I'm further dismayed by seeing people who take things recommended by supposedly reputable sources. It recently came to my attention that a company who purports to have some of the same understanding of fats as I do and follow some of the same guidelines has begun marketing krill oil as a source of omega-3 fats, never mind that OMEGA 3 FATS AND KRILL OIL ARE EXACTLY THE OILS I AND THOSE I FOLLOW WARN AGAINST TAKING. Sorry, I’m yelling. 

My own experience with supplements was one of trial and error, which often harmed my health such as taking Resveratrol which elevated my cortisol to alarming levels or nitric oxide boosters which hastened my aging and fatigue development (these are often in pre-workout supplements and will make you age faster than Rip Van Winkle). It really is better to not take supplements than it is to take some which are harmful, as you will regress rather than progress in health gains. That being said, there are some which have a long history of known effects and can be helpful with minimal side effects, ones which have been integral to the restoration of my health. But even some good supplements have side effects, and these are usually easily avoided simply by taking low doses—where most people think that more is better and will have a stronger effect on their health, this is not often the case and more can usually throw metabolic pathways out of whack. The only supplements I've ever found which works opposite this are vitamin C and iodine (and iodine can still throw your pathways out of whack but in the case of iodine, I view it as a positive thing).

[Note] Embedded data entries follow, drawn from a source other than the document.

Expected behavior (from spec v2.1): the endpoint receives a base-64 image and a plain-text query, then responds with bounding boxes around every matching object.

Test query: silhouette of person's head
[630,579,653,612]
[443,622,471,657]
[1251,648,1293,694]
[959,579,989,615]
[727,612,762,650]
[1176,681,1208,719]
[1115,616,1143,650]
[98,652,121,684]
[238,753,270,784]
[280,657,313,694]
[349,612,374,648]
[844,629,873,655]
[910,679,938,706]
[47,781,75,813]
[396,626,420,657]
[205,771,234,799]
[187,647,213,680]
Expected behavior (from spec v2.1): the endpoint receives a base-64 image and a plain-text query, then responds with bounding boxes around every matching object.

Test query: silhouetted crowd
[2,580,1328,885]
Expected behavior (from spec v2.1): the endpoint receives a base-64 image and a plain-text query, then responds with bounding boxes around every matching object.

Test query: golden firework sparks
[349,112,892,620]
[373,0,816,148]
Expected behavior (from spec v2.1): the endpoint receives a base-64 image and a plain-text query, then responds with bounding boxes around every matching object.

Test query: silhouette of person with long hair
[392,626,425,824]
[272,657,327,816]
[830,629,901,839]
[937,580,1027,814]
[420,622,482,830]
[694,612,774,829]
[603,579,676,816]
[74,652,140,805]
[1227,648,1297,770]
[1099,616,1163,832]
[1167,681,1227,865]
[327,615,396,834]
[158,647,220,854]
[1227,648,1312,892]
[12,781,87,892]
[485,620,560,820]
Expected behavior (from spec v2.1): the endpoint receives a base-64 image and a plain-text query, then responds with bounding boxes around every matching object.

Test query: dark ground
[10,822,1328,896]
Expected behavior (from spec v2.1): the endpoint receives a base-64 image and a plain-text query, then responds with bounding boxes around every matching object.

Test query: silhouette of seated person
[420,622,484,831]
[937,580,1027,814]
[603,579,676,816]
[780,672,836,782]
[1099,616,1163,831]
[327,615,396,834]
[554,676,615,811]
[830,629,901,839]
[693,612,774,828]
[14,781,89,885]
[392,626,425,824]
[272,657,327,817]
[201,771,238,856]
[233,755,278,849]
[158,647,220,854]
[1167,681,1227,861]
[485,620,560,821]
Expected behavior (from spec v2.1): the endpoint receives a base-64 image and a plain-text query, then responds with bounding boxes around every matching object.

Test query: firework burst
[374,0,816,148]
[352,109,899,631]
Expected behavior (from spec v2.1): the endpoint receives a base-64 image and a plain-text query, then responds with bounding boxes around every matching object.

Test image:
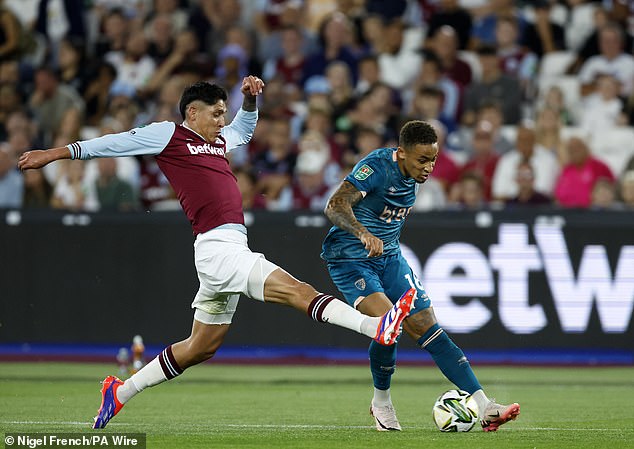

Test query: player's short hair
[398,120,438,151]
[178,81,227,120]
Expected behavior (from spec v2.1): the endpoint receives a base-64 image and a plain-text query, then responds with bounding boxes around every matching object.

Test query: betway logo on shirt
[187,140,225,156]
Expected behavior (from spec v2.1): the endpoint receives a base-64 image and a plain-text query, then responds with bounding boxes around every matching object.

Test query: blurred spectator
[29,66,84,147]
[448,171,486,210]
[378,19,422,89]
[104,30,156,94]
[262,26,305,89]
[427,0,472,51]
[476,101,515,155]
[253,118,297,206]
[145,0,188,34]
[139,30,212,98]
[542,86,573,126]
[425,26,472,89]
[95,8,130,55]
[566,0,598,54]
[233,167,266,211]
[0,84,22,141]
[590,178,623,210]
[215,44,248,118]
[568,4,634,73]
[347,127,383,161]
[521,0,566,58]
[95,158,137,212]
[428,120,460,192]
[579,23,634,97]
[414,51,460,121]
[252,0,312,65]
[579,73,634,136]
[225,24,260,80]
[361,14,384,56]
[0,143,24,209]
[35,0,86,53]
[555,137,614,207]
[297,130,341,187]
[138,156,174,210]
[51,160,89,211]
[84,62,117,126]
[495,17,538,98]
[409,86,456,133]
[619,170,634,210]
[354,55,381,95]
[506,161,552,207]
[303,12,357,83]
[535,106,568,167]
[492,125,560,201]
[469,0,526,50]
[146,13,176,65]
[461,121,500,201]
[22,170,53,209]
[462,47,522,126]
[291,150,331,212]
[326,61,354,125]
[58,37,88,95]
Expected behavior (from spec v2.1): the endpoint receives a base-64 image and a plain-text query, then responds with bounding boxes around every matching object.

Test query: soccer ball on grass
[432,390,478,432]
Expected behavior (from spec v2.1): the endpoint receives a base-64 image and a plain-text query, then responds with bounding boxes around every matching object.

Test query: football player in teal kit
[322,121,520,431]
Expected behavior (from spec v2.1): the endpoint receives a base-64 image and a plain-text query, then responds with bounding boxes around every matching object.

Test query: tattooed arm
[324,181,383,257]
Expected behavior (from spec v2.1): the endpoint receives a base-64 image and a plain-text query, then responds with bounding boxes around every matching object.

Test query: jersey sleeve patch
[354,164,374,181]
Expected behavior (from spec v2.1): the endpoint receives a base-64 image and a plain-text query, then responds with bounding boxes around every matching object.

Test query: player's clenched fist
[240,75,264,96]
[18,150,51,170]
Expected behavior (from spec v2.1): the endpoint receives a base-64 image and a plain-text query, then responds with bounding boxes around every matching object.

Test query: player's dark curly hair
[398,120,438,150]
[178,81,227,120]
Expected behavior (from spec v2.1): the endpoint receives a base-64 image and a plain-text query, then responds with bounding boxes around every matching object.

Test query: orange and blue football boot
[92,376,123,429]
[374,288,416,346]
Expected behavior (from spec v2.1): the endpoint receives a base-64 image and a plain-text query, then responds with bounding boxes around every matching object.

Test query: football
[432,390,478,432]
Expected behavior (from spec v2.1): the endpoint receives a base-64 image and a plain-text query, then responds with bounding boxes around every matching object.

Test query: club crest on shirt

After years of trying different supplements there are only a few which have consistently proved to be of actual benefit to my long term health while also being fairly benign in their effects. Previously I made a Supplement Guide  which details my experience with a whole host of supplements. Below are the ones that I continue to take to this day, and why I take each can be found in my book, Fuck Portion Control. I don't provide or recommend brands because sometimes they change formulas, or readers might take the recommendation of one supplement from one brand as an endorsement of their whole line, which is rarely the case as supplements usually contain allergenic and problematic fillers and additives. It is best to read ingredients, compare brands, buy those with the least number of content, and especially avoid things like silica, gums, titanium, and other suspect ingredients. One ingredient that is often mistaken as a problem but which is common is magnesium stearate. That is just magnesium bound to a stearic acid molecule which is one of the most helpful fatty acids, but stearic acid is also not easily absorbed into the body at all, especially as a lone fatty acid, and this ingredient is in my opinion, harmless, or even helpful. Also, in my past when I was very ill I did need to use other supplements such as thiamine, riboflavin, or lysine but which I no longer need, and the broader list of helpful supplements are in the supplement guide or mentioned as such in my book. 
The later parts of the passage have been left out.